“Judge, jury and executioner.”
That familiar, ominous idiom instantly signals the sort of unchecked, centralized authority that threatens individual freedom and violates our Constitution’s system of limited government and separation of powers.
In recent years, it particularly captures the growing menace of the nation’s federal regulatory state.
Unable to enact extremist agenda items such as “Net Neutrality” or the “Green New Deal” via the democratic representative process, the political left that populates our sprawling administrative agencies instead seeks to impose its will through regulation.
That egregiously violates our constitutional system. Our executive branch and its federal agencies exist to execute our nation’s laws, not create them or abusively interpret them.
Fortunately, in recent years the United States Supreme Court has undertaken a concerted effort to interrupt the regulatory state’s overreach, including the monumental West Virginia v. EPA rebuke in 2022:
Capping carbon dioxide emissions at a level that will force a nationwide transition away from the use of coal to generate electricity may be a sensible “solution to the crisis of the day.” But it is not plausible that Congress gave EPA the authority to adopt on its own such a regulatory scheme in Section 111(d). A decision of such magnitude and consequent rests with Congress itself, or an agency acting pursuant to a clear delegation from that representative body.
This term, the Court will address a similarly defective Security and Exchange Commission (SEC) procedure empowering itself to serve as the proverbial judge, jury and executioner in its proceedings.
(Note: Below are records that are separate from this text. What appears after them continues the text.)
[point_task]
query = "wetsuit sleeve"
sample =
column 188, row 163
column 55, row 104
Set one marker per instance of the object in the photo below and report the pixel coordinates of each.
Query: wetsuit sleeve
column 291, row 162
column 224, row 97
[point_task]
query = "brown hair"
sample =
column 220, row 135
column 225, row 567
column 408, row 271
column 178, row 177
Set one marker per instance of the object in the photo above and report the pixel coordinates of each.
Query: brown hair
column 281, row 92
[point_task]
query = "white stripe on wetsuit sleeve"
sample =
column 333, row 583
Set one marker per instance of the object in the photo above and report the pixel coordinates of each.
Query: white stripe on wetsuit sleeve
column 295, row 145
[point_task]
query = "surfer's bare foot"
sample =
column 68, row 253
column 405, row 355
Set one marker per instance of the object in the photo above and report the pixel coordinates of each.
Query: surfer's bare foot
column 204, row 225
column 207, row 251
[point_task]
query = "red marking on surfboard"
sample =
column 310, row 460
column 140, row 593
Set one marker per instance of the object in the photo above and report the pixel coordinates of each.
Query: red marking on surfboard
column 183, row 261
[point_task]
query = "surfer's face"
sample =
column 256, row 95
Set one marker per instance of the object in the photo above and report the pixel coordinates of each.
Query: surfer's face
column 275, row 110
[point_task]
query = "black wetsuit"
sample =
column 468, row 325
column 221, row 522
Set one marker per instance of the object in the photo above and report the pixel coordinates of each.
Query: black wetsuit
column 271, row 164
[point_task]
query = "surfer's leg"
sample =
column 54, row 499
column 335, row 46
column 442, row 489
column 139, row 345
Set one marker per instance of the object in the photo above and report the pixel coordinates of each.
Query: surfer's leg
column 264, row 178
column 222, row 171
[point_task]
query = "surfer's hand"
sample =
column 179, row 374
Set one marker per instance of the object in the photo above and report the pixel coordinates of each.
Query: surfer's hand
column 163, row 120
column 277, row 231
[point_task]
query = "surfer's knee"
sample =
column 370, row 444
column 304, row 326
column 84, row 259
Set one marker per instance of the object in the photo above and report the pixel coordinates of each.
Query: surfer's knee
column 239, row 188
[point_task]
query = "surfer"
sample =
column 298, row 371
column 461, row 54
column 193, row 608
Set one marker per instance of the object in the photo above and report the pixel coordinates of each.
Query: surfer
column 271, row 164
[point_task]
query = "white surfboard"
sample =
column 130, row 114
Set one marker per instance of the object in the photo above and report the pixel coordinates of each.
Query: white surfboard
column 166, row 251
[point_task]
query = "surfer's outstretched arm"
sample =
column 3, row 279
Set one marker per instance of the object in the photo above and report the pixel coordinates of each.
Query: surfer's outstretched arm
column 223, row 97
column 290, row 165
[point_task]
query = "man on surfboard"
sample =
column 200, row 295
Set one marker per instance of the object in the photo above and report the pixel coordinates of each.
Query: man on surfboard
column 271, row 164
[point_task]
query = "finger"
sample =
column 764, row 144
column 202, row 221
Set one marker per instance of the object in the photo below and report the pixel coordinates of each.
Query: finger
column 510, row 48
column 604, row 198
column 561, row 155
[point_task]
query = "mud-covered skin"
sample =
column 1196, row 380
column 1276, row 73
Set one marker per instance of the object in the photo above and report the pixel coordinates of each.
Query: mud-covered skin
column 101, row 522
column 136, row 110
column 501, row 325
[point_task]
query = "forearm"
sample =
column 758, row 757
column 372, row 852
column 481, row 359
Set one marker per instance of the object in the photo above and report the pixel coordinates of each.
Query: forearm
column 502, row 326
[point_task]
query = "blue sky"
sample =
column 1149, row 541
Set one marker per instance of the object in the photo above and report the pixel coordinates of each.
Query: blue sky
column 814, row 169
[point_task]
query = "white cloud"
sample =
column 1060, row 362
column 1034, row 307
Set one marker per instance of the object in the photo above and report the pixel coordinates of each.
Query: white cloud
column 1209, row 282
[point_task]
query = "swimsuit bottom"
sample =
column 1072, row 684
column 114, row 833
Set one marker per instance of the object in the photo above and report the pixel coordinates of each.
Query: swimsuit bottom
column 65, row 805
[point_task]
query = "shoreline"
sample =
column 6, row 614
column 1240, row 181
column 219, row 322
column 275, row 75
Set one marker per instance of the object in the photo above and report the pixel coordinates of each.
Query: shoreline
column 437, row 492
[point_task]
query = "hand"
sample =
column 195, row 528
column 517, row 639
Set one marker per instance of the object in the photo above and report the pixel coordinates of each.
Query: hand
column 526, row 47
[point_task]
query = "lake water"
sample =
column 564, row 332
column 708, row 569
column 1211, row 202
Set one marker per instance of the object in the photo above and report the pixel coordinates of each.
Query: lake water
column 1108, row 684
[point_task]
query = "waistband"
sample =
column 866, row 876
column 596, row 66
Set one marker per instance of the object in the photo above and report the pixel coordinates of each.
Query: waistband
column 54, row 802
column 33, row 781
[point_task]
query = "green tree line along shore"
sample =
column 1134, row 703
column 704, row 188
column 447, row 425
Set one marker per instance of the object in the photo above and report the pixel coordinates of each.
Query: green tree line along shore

At issue in SEC v. Jarkesy is a commission enforcement procedure created in the wake of the 2010 Dodd-Frank Act, which has earned myriad other judicial rebukes. Specifically, the SEC created a system by which it could prosecute alleged securities law violations through its own internal administrative hearings before its own judges rather than court jury trials, which defendant George Jarkesy claims violates his Seventh Amendment right to a jury trial.
The Fifth Circuit Court of Appeals agreed on all counts, and it’s easy to understand why.
Most egregiously, the administrative law judges who conduct in-house hearings are appointed by the very same SEC commissioners who authorize those prosecutions. As defendant Jarkesy’s brief notes, “SEC prosecutors and ALJs, who presumably have lunch together in the cafeteria at the SEC, cannot both prosecute and adjudicate the fact of liability in a case like that of respondents, regardless of the criteria for making that supposed choice.”
Aggravating the unfairness, internal trials allow wider use of hearsay and documentary evidence that wouldn’t be admitted into evidence in court trials, and defendants’ right to discovery is much more limited. It’s therefore no wonder that at the time of Mr. Jarkesy’s trial, the SEC maintained a 100% victory rate on internal hearings, as opposed to its 61% success rate in judicial branch trials.
Moreover, as Jarkesy’s brief further notes, an SEC data breach allowed its enforcement officers to obtain privileged legal memos in his case and multiple others, deepening the flagrant unfairness and lack of due process.
After the SEC predictably ruled against Jarkesy, the Fifth Circuit vacated that decision on all counts because of its constitutionally defective structure:
It often acts as both prosecutor and judge, and its decisions have broad consequences for personal liberty and property. But the Constitution constrains the SEC’s powers by protecting individual rights and the prerogatives of the other branches of government. …
In sum, we agree with Petitioners that the SEC proceedings below were unconstitutional. The SEC’s judgment should be vacated for at least two reasons: (1) Petitioners were deprived of their Seventh Amendment right to a civil jury; and (2) Congress unconstitutionally delegated legislative power to the SEC by failing to give the SEC an intelligible principle by which to exercise the delegated power.
That assessment characterizes all too many contemporary federal agency abuses, and the Supreme Court should affirm the Fifth Circuit’s ruling and further reclaim Americans’ constitutional freedoms against regulatory overreach.
In the Declaration of Independence, after all, our Founding Fathers specifically listed Britain’s denial of “the benefits of trial by jury” as a motivating grievance. That protection of individual freedom remains as important today as it was then, and its denial is no less outrageous today than it was then.
In a better political environment, our nation’s public agencies wouldn’t subject citizens to such fundamental violations of due process. We can at least remain grateful, however, that a Supreme Court featuring a majority of originalists continues to provide a bulwark against such abuses.